Ants prepare “medicines” to protect the colony from infection

The more we learn about the inner life of ant communities, the more we find analogies with our human society. So, in addition to workers and builders, queens and soldiers, nannies and scouts, they also have “pharmacists”. This conclusion was reached by scientists investigating forest ants Formica paralugubris. This is reported in the journal Ecology and Evolution by Michel Chapuisat (Michel Chapuisat) and his colleagues from the Swiss University of Lausanne.
These ants live in large communities, the number of which can reach hundreds of thousands of individuals. They build nests, anthills, maintaining in them a stable warm temperature and a sufficiently high humidity. All this makes their colonies a wonderful environment for the spread of bacterial infections. Most representatives of the genus Formica are struggling with them, observing hygiene, carefully cleaning both the nest facilities, and each other. However, some species have found even more sophisticated “medical” approaches.
Scientists have drawn attention to the fact that Formica paralugubris ants use wood tar to fight parasitic fungi, which pose a mortal danger for them. Laboratory experiments showed that the resin collected directly from the tree is 50 percent less effective in combating the fungus Metarhizium brunneum than the resin taken from the anthill. This led researchers to the idea that in the nest with her something is happening, enhancing its antifungal properties.

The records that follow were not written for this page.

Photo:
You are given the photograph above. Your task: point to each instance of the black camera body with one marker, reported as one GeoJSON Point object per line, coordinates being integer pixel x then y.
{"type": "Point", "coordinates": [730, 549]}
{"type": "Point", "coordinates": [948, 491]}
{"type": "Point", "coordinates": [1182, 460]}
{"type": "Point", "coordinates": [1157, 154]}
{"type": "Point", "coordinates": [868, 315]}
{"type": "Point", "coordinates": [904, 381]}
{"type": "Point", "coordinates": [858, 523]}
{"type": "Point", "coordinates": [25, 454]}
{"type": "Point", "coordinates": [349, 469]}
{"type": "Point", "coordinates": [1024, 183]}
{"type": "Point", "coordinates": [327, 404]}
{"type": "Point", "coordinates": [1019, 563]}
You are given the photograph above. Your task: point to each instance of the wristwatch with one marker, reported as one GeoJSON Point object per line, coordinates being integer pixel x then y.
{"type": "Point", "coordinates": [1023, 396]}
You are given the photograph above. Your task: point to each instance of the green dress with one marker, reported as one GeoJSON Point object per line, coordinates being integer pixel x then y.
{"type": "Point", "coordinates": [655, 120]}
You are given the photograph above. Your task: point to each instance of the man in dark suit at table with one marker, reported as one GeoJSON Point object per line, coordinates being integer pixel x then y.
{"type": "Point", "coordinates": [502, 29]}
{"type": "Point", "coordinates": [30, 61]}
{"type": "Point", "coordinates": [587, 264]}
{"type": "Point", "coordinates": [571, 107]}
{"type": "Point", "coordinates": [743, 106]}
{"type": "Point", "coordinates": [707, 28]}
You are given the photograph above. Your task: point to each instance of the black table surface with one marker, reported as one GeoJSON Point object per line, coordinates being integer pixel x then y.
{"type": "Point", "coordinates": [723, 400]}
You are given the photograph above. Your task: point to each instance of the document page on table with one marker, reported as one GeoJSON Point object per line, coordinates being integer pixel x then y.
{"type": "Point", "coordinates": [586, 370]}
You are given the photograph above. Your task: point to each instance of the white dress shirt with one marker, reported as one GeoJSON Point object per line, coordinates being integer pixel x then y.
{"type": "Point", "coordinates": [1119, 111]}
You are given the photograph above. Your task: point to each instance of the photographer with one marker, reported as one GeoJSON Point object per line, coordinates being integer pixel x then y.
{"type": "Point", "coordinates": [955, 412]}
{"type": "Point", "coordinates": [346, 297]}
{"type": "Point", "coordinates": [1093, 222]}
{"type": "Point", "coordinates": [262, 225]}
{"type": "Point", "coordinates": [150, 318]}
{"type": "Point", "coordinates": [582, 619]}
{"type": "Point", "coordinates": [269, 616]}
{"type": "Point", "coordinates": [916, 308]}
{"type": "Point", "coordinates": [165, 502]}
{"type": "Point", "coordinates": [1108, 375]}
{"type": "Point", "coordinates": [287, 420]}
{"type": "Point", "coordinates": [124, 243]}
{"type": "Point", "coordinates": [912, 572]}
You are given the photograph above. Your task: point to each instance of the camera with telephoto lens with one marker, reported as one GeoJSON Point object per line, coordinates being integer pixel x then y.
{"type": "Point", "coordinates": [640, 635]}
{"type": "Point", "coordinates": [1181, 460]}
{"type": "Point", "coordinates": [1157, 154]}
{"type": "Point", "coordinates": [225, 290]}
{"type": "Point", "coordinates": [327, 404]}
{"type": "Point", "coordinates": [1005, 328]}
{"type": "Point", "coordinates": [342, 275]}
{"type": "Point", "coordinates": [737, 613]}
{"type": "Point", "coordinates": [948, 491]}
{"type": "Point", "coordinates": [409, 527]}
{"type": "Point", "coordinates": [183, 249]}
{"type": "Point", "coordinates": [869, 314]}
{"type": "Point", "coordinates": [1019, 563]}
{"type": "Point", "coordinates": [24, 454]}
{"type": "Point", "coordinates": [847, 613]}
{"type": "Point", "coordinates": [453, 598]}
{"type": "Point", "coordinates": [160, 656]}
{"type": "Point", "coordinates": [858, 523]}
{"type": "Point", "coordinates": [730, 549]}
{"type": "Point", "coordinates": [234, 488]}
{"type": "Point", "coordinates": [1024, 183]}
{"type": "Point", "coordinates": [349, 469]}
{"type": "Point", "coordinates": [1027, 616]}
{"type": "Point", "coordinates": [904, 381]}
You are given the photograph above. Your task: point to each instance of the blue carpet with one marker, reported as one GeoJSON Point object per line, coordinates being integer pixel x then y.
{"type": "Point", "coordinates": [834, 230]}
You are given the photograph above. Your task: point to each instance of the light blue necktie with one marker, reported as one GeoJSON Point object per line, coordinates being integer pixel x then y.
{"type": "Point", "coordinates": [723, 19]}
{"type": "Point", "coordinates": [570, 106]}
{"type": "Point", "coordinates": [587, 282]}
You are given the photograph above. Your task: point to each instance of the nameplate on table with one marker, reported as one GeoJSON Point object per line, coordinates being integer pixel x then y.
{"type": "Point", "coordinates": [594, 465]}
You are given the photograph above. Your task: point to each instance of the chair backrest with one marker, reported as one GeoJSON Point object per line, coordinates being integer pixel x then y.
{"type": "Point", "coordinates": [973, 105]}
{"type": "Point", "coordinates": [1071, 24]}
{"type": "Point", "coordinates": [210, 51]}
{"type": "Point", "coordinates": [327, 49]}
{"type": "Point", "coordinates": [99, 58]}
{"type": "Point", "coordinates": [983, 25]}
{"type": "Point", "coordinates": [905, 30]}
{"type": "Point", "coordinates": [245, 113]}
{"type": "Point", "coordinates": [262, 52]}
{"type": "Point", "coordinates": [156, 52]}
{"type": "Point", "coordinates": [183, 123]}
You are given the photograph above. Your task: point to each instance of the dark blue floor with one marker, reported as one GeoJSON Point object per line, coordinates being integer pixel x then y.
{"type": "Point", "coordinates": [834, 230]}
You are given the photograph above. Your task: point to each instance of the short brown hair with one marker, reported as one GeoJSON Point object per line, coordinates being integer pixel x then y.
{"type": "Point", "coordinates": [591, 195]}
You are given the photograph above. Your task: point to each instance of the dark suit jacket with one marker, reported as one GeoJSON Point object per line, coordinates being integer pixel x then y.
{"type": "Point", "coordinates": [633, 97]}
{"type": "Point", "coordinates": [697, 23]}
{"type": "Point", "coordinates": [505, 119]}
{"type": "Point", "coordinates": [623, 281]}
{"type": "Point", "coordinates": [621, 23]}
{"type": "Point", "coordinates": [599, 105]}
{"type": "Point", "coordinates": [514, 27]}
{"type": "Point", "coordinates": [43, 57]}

Then they made a detailed analysis of the composition of the resin from an anthill, discovering that here it is enriched with formic acid and, to a lesser extent, amber. And indeed, having soaked the same resin in formic acid, scientists have shown that in such a combination the antimicrobial effect is markedly increased. In this ants are surprisingly similar to humans. They also collect the “natural” substance and process it with a self-synthesized substance, obtaining a medicinal product of high efficiency.